Persistent context is also persistent responsibility. A Notebook can accumulate sensitive documents, strategic decisions, and draft deliverables—turning it into a business record that needs retention schedules, access controls, and eDiscovery coverage. Because Notebooks rely on SharePoint or OneDrive storage in commercial tenants, they inherit Microsoft 365’s existing permission model. But that doesn’t automatically apply sensitivity labels or data loss prevention policies. Admins should treat Notebooks like any collaborative workspace: map them to your information architecture before users start dumping confidential material inside.

Developers and Power Automate Builders

The roadmap entry doesn’t mention APIs or connectors, but Notebooks will likely become a component of Microsoft’s agent platform. If a Notebook can hold project context, a custom agent could one day read that context to automate workflows. For now, assume no direct developer hooks, but watch for future Graph API endpoints.

How We Got Here

Microsoft’s AI journey started with sprinkling Copilot buttons into Word, Excel, and Teams. The first generation was all about access: put a chat box everywhere and let users ask questions. But the “amnesia problem” quickly surfaced—every interaction was a clean slate, forcing workers to rebuild context repeatedly.
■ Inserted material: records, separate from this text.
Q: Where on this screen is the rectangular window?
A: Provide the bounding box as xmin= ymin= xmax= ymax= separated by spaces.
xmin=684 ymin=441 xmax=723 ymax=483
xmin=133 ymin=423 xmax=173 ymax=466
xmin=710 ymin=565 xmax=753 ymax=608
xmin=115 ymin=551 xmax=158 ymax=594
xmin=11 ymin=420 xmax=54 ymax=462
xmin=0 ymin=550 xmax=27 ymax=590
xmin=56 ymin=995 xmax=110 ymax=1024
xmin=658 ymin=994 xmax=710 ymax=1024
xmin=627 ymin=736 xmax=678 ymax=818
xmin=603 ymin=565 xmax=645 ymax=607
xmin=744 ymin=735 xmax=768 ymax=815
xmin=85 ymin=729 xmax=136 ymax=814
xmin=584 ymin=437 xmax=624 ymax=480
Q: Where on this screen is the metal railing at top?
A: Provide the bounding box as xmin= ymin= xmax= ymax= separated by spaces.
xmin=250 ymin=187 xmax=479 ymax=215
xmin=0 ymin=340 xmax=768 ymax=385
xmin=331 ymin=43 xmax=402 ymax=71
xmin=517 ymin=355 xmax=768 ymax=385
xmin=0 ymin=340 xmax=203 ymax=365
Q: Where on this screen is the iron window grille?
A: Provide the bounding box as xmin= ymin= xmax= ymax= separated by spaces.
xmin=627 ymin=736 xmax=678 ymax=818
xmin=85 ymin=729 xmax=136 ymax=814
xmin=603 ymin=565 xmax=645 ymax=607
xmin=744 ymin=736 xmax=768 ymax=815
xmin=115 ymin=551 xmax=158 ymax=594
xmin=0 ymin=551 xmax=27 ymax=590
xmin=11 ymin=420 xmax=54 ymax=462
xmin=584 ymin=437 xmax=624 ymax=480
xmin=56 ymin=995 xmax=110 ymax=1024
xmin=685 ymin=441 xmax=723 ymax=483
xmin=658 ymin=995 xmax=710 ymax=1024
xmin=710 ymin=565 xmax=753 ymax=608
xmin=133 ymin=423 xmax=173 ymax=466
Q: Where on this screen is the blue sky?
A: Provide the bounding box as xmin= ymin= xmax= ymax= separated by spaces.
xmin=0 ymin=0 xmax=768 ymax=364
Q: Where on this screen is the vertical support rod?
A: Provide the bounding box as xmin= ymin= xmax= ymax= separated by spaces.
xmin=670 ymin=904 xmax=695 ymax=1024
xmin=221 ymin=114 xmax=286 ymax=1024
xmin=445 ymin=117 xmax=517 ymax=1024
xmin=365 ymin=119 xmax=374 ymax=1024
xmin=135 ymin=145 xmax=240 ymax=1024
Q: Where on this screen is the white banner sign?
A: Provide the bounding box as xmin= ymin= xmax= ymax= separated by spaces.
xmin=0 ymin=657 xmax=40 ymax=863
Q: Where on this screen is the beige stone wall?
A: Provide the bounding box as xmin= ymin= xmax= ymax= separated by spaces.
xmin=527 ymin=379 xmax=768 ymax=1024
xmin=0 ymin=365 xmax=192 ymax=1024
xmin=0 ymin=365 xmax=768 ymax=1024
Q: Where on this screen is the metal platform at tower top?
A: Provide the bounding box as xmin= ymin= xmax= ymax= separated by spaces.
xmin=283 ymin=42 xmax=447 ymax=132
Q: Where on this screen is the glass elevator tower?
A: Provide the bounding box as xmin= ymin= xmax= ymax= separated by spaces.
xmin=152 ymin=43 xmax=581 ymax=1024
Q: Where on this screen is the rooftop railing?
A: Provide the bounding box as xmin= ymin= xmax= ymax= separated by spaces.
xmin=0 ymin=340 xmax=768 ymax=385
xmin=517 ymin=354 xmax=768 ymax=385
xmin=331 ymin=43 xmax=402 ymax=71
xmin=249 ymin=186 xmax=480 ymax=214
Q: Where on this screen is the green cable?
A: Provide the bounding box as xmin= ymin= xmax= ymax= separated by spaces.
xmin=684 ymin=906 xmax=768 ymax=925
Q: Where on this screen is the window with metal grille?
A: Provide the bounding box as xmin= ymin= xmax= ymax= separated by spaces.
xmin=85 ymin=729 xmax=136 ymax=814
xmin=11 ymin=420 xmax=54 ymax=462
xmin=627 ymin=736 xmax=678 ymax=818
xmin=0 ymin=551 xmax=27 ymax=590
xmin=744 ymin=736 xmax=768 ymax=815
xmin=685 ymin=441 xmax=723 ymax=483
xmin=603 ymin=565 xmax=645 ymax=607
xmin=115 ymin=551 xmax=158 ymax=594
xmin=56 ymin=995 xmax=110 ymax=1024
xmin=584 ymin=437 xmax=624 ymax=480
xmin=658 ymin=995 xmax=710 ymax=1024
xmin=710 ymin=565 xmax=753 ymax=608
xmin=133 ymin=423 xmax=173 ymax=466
The company began stitching together a memory fabric. Copilot Pages (2024) made generated content shareable and editable. OneNote’s Copilot Notebooks (2025) introduced a deliberate, binder-like space for project material. Now the redesigned Copilot app Notebooks pull that idea into the primary AI entry point. It’s part of a broader shift from prompting to place: making AI-assisted work durable, not disposable.

What to Do Right Now

For Users:
- Start thinking in Notebooks. For recurring projects or frequent workflows, create a dedicated container as soon as the feature hits your tenant.
- Verify grounded answers. Better context reduces hallucinations but doesn’t eliminate them—always review output that affects decisions.

For Admins:
- Check licensing. Notebooks require Microsoft 365 Copilot or Copilot Chat licenses, with commercial plans needing the appropriate service plans enabled.
- Prepare governance guidance by July 2026. Classify what belongs in a Notebook (short-term ideation vs. regulated records), set retention policies, and update acceptable use policies to cover AI-generated content in persistent workspaces.
- Communicate the staggered rollout. Preview starts June 2026, GA in July, but not all tenants will see the feature simultaneously. Help desks should expect interface inconsistencies across users.

Outlook

Notebooks represent Microsoft’s bet that enterprise AI’s next frontier isn’t smarter models—it’s better memory. If users can inspect and trust the context Copilot is using, the tool could graduate from a sidebar curiosity to a project command center. But if the context becomes a black box, adoption will stall. The biggest test arrives later this year: whether the Notebooks experience can survive the messiness of daily work without becoming just another information silo.